I’m six haircuts, two hair colors, one nose ring, four plain grey shirts, and five countries from the me that last touched US soil.
I’m also five days away from seeing my family and best friend for the first time since last July.
And that makes me nervous,
because if I’ve travelled all these miles, seen all of these things, lived out of just these two bags for all this time, what does it mean to go back to something as familiar as the people I grew up with? To the individuals cast as leads in the all-important, ceaseless drama that is “My very big and very important life”?
(Tangentially: If I feel this way now, how will I feel when the Watson is officially over? Is it possible that this year has only fed my love for existentialism and the unique sort of distress that it inspires?)
I’ve become very good at saying ‘I don’t know’ this year. I also think ‘I don’t know’ is the most truthful answer to my ramblings above. However, I do think that I have an answer to what was learned from my time as a hospital companion and think that it may also be an answer to my musings.
It became very clear to me very quickly while volunteering that indeed palliative care is not the only discipline concerned with healing—that clinicians across the spectrum of specialties are also concerned with the whole person (shocking !)—but the choice to keep the whole person in focus must be a deliberate, conscious one when so many factors (whether that be time pressures, norms, name your favorite constraint here, etc) are encouraging otherwise.
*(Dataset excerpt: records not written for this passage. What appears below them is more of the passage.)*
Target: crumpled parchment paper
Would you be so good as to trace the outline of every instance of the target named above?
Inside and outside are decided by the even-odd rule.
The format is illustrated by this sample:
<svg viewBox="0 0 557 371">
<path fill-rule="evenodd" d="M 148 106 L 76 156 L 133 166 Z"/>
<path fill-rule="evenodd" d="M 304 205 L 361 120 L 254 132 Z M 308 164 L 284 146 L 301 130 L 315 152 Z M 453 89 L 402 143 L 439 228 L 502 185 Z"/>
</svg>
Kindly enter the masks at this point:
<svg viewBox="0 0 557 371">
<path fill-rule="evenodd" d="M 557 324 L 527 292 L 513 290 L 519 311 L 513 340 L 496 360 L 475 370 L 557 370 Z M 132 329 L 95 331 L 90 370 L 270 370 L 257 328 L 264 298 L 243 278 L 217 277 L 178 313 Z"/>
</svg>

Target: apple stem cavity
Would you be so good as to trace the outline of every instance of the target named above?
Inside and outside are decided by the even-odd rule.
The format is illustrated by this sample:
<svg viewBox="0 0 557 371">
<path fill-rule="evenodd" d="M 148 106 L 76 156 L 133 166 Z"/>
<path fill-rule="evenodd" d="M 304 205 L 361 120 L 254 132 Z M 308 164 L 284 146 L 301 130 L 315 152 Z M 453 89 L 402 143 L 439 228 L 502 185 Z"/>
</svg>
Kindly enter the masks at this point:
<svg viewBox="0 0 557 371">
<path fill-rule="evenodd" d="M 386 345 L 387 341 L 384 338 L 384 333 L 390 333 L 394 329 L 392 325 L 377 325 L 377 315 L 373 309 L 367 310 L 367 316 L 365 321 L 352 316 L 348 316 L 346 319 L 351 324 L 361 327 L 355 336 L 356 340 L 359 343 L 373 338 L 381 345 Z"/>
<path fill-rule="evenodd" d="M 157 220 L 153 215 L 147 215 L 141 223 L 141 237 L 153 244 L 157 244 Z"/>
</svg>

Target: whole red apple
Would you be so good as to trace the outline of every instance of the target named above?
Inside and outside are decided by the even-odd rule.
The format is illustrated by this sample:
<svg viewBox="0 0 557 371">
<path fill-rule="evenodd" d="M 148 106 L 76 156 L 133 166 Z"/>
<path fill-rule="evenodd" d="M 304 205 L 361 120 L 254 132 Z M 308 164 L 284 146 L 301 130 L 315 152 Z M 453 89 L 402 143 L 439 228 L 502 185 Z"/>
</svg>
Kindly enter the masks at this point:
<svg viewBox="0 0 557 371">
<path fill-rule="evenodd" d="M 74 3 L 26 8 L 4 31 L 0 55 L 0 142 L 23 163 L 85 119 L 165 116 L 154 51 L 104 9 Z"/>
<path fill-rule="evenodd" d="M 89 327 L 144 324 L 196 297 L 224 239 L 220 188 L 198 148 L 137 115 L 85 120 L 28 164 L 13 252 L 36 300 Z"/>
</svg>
Palliative care just so happens to be a discipline whose guiding value is to do just that, to keep the whole person in focus. So, analogously in my view, it just so happens that proportionally more clinicians trained in palliative care are thinking of the whole person than clinicians trained in other disciplines.
But here’s the fun part: change away from previously predominate values or qualities can be encouraged in any setting, by any person, so long as a sustained, deliberate effort is made to do so.
I am now starting to think about why, if it is the case that dignity, respect, and compassion can be fostered in any setting, it seems as if modern medicine has moved away from them as guiding principles. But, before that, I’ll head to Toronto to spend a week on vacation with family. I’ll pick things back up (in Spanish!) when I land in Colombia in early March.